Their demands also included a 10-year plan to increase retention rate for marginalized students; sustain diversity curriculum and promote campus safety and inclusivity; increase resources to include mental health professionals — particularly those of color for outreach and programming campus-wide; and establish social justice centers on campus.

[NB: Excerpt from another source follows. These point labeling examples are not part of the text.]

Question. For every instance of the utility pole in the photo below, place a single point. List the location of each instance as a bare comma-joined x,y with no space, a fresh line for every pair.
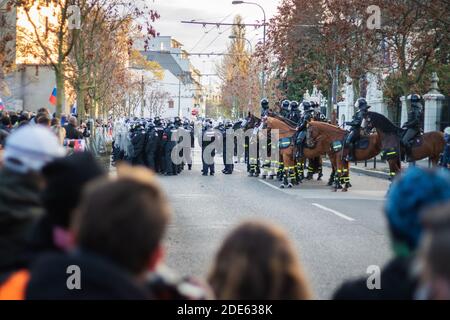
263,80
179,95
143,97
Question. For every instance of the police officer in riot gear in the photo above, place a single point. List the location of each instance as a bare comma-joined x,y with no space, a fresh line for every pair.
354,135
187,152
227,158
295,114
284,112
169,145
412,126
264,107
151,145
301,129
159,153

To complete our frame of reference, the University of Missouri is located in Columbia, a two-hour drive from St. Louis and Ferguson. Both cities have been at the epicenter of the Black Lives Matter movement in the Midwest, protesting police aggression against African Americans following the deaths of black people at the hands of police.

From my view — at four blocks, 2,500 and 3,000 miles away — my heart is a mixture of pride, apprehension and hope. Some of us have been focused more on survival and — if we were lucky — comfort. We were too bogged down by the distractions of day-to-day reality to peek over our newspapers and hand-held devices and understand what has been happening to us. But these kids in Berkeley, Washington DC, and Columbia — and our kids everywhere — have been watching it all too closely.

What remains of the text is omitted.